There is dust on everything in Nevada.
I pour the cream.*1
One can move around in a train, visit the buffet for snacks or a drink, play cards (or, on some American trains, the piano), strike up a conversation, read, sleep, snore, make love. Luggage is to hand too, not as in car or airplane, ungetatable in trunk or belly.
Some trains are designed to satisfy national needs. The American club car, for instance, exists for passengers to bore each other with accounts of business deals, marital problems, extramarital affairs: the price they know they must pay is to be bored in turn later. The English have never gone in for club cars, believing that on long journeys one should not utter at all. When buffet cars were first introduced to British trains, there was a real danger they might lead to social intercourse. Happily they turned out to be so utterly bereft of comfort and style, so perennially awash in soldiers and beer, as to discourage any right-thinking person from staying a moment longer than the time needed for his purchase, which he is then free to convey to the privacy and silence of his seat.
Yet the sweetest pleasure of any long train journey lies in its anticipation. I have never eyed any long-distance train I was about to board (except perhaps in Britain) without wondering, as the old hymn says of Heaven,
What joys await us there?
What radiancy of glory?
What bliss beyond compare?
Even if achievement rarely matches promise, one may still day-dream. How green are the vistas, what’s for dinner, whom shall I meet? In the end it’s the passengers who provide the richest moments of any long-distance trip. For train travel, being constricted both in time and space, magnifies character, intensifies relationships, unites the disparate. Ordinary people become extra-ordinary, larger than life; and in the knowledge that they
will not meet again, expansive, confiding, intimate. Let us talk now, you and I: later will be too late.
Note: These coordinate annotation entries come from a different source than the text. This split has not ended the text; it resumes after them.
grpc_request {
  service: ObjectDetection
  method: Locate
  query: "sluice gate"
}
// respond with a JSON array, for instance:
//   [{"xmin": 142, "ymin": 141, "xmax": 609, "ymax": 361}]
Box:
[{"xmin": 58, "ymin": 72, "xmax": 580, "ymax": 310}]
In the pages that follow, the reader will find many such brief encounters: the Rev. Francis Kilvert and Irish Mary; Harold Nicolson and Arketall; myself and Mr. and Mrs. Pitman; Christabel Bielenberg and the S.S. officer; Paul Theroux and Wendy. In the fiction section the meetings are even stranger: Myatt and Carol in Stamboul Train; the general and his companion in The Very Silent Traveller; the workman and the wet-nurse in Maupassant’s An Idyll. No wonder that trains are so often the setting for stories, for the essential stuff of stories—movement and relationships—is also the stuff of trains.